High-entropy oxides (HEOs) have become increasingly popular as energy storage materials owing to their unique high-entropy effect, multi-principal synergy effect and customizable structure. In this study, a series of cobalt-free perovskite high-entropy oxide La(Cr_0.2Fe_0.2Mn_0.2Ni_0.2M_0.2)O₃ (M=Cu, Mg, Zn) lithium-ion battery anode materials were successfully synthesized by solution combustion method using metal nitrate as the metal source and glycine as the fuel. The microstructure and electrochemical properties of the as-prepared powders were investigated. The results show that the as-prepared high- entropy oxides crystalize into single-phase perovskite structure with porous foam-like shape and chemical/microstructural homogeneity. Furthermore, the as-prepared HEOs introducing inactive element Mg or active element Cu possess similar electrochemical performance; while the La(Cr_0.2Fe_0.2Mn_0.2Ni_0.2Zn_0.2)O₃ electrode exhibits a highest reversible capacity (1014 mAh•g⁻¹ at 200 mA•g⁻¹ after 250 cycles), excellent cycling stability (450 mAh•g⁻¹ at 1000 mA•g⁻¹ and almost no capacity decay after 1000 cycles) and outstanding rate performance. Such excellent performance can be attributed to the addition of active element Zn, which can form Li-Zn alloy during the reduction process that makes the specific capacity increase significantly. Meanwhile, its higher specific surface area, mesoporous structure and abundant surface oxygen vacancies result in higher conductivity (0.14 S•cm⁻¹), increased larger lithium ion diffusion coefficient (2.1×10⁻¹² cm²•s⁻¹), and pseudo-capacitance contribution, thus significantly enhances the specific capacity and rate performance of the as-prepared material. Therefore, the introduction of electrochemically active metals, which can react with Li alloying, such as Zn, can improve the electrochemical performance, thereby providing ideas for designing cobalt-free HEOs with low-cost and excellent performance for energy storage.
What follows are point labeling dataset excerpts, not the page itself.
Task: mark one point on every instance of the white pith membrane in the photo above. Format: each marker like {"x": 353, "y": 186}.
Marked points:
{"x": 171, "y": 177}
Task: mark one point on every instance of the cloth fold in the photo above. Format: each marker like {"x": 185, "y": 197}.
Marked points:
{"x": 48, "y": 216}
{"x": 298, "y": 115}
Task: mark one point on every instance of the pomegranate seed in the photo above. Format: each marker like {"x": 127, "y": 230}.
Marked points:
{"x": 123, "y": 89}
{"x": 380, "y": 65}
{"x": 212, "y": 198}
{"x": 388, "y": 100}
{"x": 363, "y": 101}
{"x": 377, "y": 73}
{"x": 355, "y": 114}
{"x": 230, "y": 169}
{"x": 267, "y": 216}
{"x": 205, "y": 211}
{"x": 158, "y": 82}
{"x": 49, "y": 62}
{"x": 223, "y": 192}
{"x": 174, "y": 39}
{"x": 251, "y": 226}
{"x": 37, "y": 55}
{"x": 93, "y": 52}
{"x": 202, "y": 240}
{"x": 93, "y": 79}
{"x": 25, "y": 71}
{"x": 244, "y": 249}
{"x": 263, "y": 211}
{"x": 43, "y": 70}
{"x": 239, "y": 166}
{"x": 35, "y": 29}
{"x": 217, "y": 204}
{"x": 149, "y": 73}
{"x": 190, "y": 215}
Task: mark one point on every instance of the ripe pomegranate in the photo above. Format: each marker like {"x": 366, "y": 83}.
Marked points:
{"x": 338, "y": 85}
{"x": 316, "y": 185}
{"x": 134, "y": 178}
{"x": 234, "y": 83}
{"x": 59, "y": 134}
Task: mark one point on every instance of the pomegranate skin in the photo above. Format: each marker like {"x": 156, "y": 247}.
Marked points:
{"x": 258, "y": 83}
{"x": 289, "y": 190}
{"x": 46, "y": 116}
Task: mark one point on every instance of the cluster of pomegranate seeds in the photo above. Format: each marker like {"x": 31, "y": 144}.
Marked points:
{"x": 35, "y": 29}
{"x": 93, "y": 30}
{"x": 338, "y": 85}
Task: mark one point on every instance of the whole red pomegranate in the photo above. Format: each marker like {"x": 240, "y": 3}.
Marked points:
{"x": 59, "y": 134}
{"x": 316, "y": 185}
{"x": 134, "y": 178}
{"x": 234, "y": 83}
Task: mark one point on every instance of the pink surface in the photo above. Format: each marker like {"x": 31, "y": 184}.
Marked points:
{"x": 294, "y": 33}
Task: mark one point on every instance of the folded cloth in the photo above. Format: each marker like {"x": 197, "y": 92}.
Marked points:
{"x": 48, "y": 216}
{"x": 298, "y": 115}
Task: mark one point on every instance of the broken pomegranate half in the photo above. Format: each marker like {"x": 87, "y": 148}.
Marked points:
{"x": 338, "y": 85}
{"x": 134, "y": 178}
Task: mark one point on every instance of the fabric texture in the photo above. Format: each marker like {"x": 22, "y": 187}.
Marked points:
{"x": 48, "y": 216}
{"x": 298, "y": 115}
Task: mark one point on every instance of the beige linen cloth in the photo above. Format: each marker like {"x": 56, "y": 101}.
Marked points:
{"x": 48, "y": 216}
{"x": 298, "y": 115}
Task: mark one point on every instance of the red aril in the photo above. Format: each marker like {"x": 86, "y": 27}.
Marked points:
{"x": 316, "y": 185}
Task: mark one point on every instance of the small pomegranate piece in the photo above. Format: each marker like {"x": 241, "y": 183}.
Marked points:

Key words: lithium-ion battery anode material, high-entropy oxide, perovskite structure, alloying, pseudo-capacitance

引用此文

贾洋刚, 陈诗洁, 邵霞, 程婕, 林娜, 方道来, 冒爱琴, 李灿华. 高性能无钴化钙钛矿型高熵氧化物负极材料的制备及储锂性能研究[J]. 化学学报, 2023, 81(5): 486-495.

Jia Yanggang, Chen Shijie, Shao Xia, Cheng Jie, Lin Na, Fang Daolai, Mao Aiqin, Li Canhua. Preparation and High-performance Lithium-ion Storage of Cobalt-free Perovskite High-entropy Oxide Anode Materials[J]. Acta Chimica Sinica, 2023, 81(5): 486-495.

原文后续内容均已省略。